Use the book’s analogy contrasting our personal with the government’s hypothetical credit card, explain the debt situation of the U.S. government? What will happen if we continue of the current path?

If you and I max out on our credit cards and don’t make enough money or have enough savings to cover the monthly bills, we must figure out how to either make more money or spend less. If we try to print money on our home office printer to cover the balance, we will go to jail for forgery.

If the United States federal government had a credit card, it would as of February 2022 have a balance of some $30 trillion (30,000,000,000,000).20 When the first edition of this book was published in late 2020, the July balance of that year was $26.5 trillion; it has increased by a whopping $3.5 trillion in 20 months, largely due to massive bipartisan individual rights violating Covid relief packages.
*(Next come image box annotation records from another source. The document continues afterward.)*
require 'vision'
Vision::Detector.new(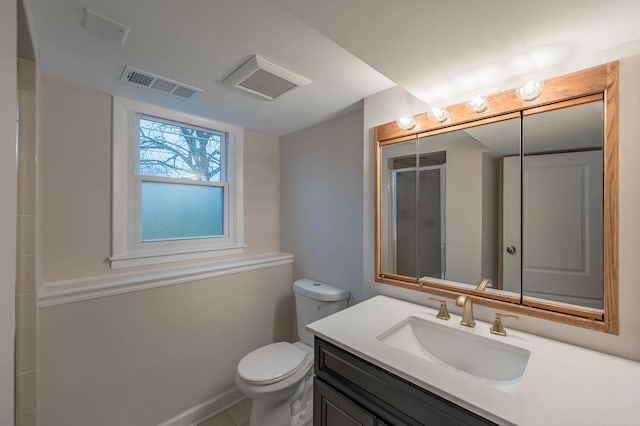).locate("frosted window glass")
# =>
[141,182,224,241]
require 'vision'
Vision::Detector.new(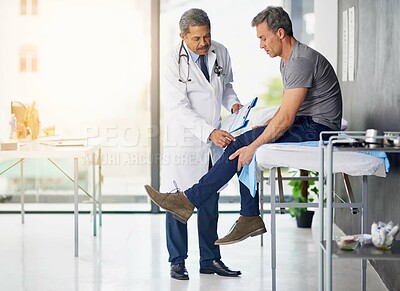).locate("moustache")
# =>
[197,45,210,50]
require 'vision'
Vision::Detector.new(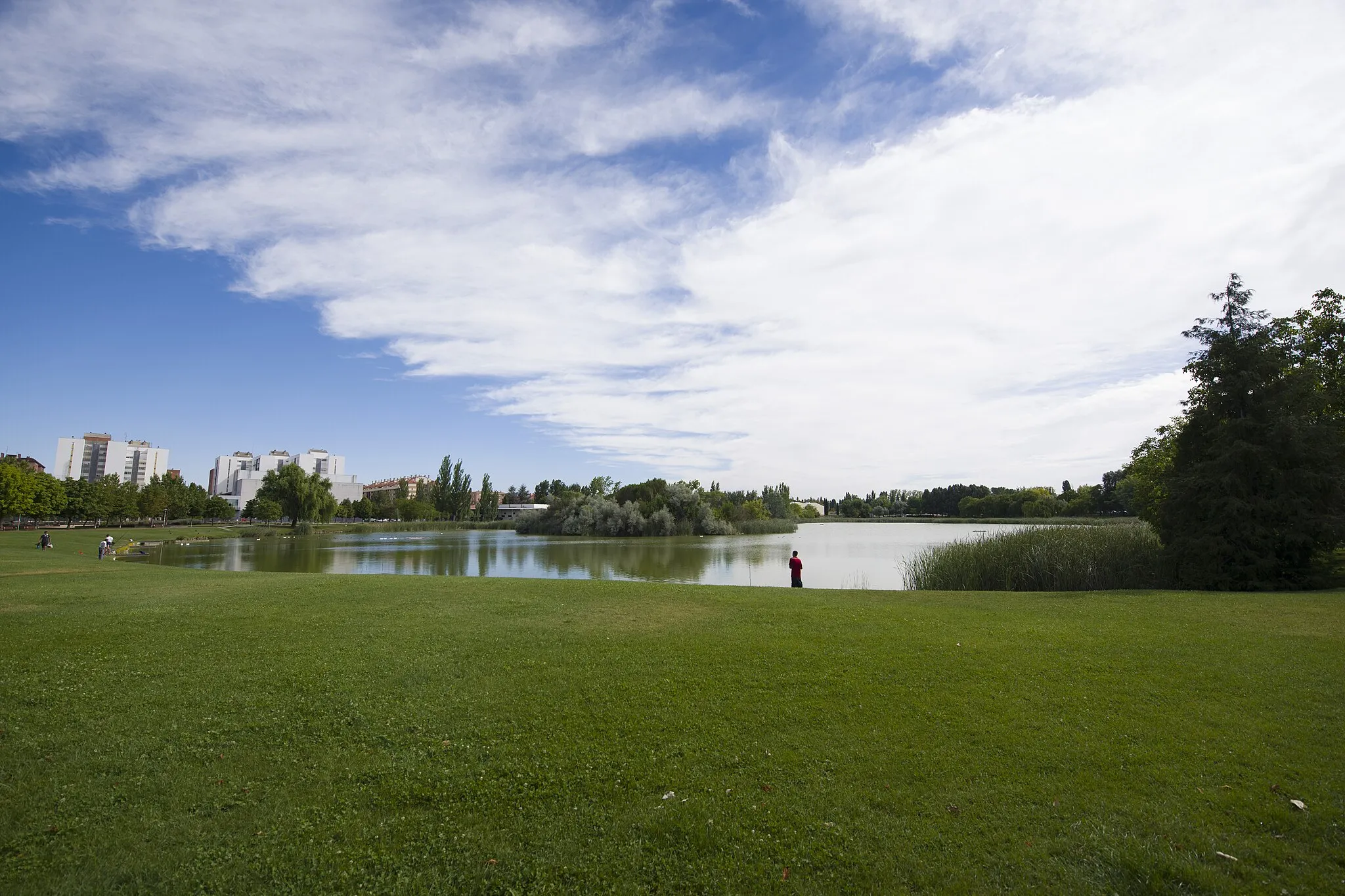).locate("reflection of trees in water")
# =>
[252,538,336,572]
[511,539,784,582]
[160,532,789,582]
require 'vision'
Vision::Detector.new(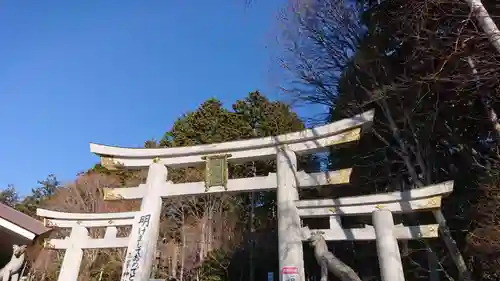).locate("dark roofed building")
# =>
[0,203,50,268]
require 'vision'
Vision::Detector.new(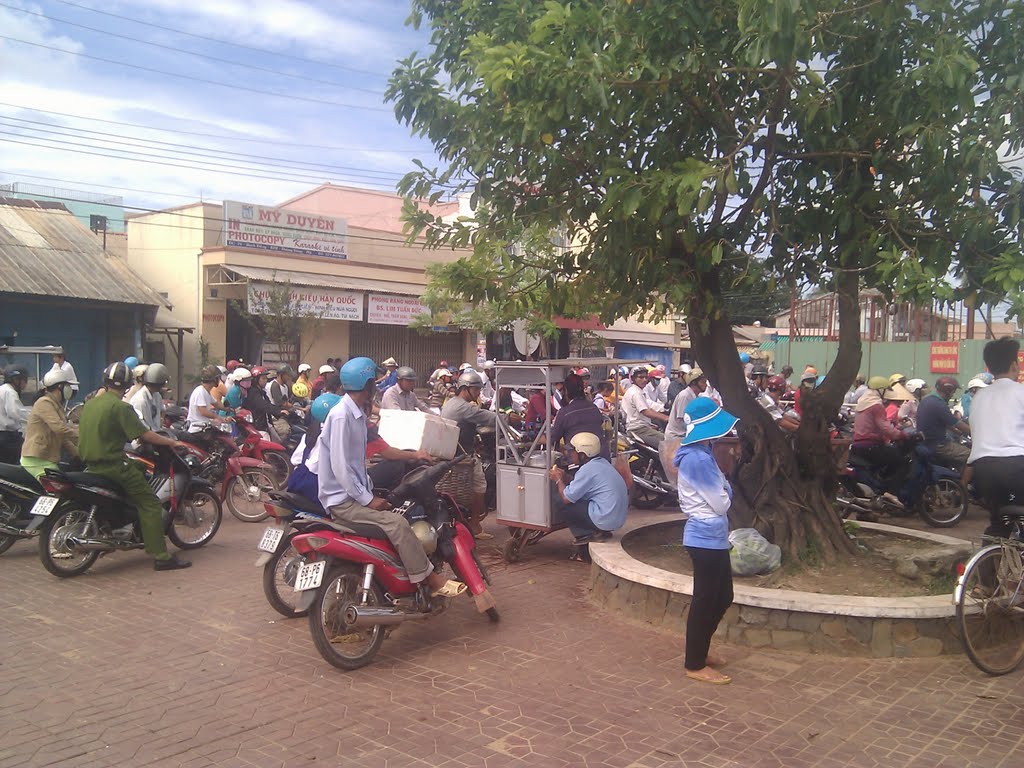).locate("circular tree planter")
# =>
[590,518,964,657]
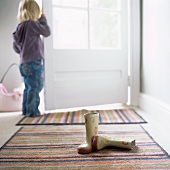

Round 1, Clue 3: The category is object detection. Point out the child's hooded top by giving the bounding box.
[13,15,50,63]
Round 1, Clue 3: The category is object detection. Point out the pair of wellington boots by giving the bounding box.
[77,112,135,154]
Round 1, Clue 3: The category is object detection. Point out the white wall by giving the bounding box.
[141,0,170,106]
[0,0,21,91]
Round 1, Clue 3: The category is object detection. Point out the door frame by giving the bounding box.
[43,0,141,110]
[129,0,142,106]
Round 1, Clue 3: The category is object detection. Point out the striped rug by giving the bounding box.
[17,109,146,125]
[0,124,170,170]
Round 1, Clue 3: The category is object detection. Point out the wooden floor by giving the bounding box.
[0,105,170,154]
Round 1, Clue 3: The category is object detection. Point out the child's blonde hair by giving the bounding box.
[17,0,41,23]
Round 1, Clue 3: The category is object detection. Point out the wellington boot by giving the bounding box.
[77,112,99,153]
[92,136,135,150]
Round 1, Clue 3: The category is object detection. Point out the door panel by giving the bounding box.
[44,0,128,109]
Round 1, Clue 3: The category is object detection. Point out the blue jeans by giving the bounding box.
[20,60,44,117]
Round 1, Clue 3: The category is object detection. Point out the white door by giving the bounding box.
[44,0,128,109]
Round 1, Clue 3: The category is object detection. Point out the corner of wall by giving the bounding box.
[139,93,170,116]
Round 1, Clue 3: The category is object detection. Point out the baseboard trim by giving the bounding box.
[139,93,170,115]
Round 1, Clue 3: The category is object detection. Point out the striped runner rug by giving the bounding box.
[16,109,147,125]
[0,124,170,170]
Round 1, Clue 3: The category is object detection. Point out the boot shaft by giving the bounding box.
[84,112,99,145]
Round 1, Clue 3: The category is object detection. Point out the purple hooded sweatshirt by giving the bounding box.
[13,15,50,64]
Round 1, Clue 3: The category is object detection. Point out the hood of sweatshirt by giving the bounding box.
[13,21,27,44]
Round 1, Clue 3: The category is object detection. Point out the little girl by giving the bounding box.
[13,0,50,117]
States and local governments have an additional $3.3 trillion in debt, an increase of $1.3 trillion since July 2020.21 And this excludes unfunded liabilities for welfare statist programs such as Social Security and Medicare. That’s how much debt we’re in. Soon there won’t be enough money for the government monthly minimum credit card payments.

To add insult to injury, the government credit card doesn’t appear to have a practical spending limit, which means that our politicians have little incentive to end the shopping spree unless and until we tell them to. And if we don’t tell them to stop, the government eventually will run out of money, in the worst case ending in bankruptcy.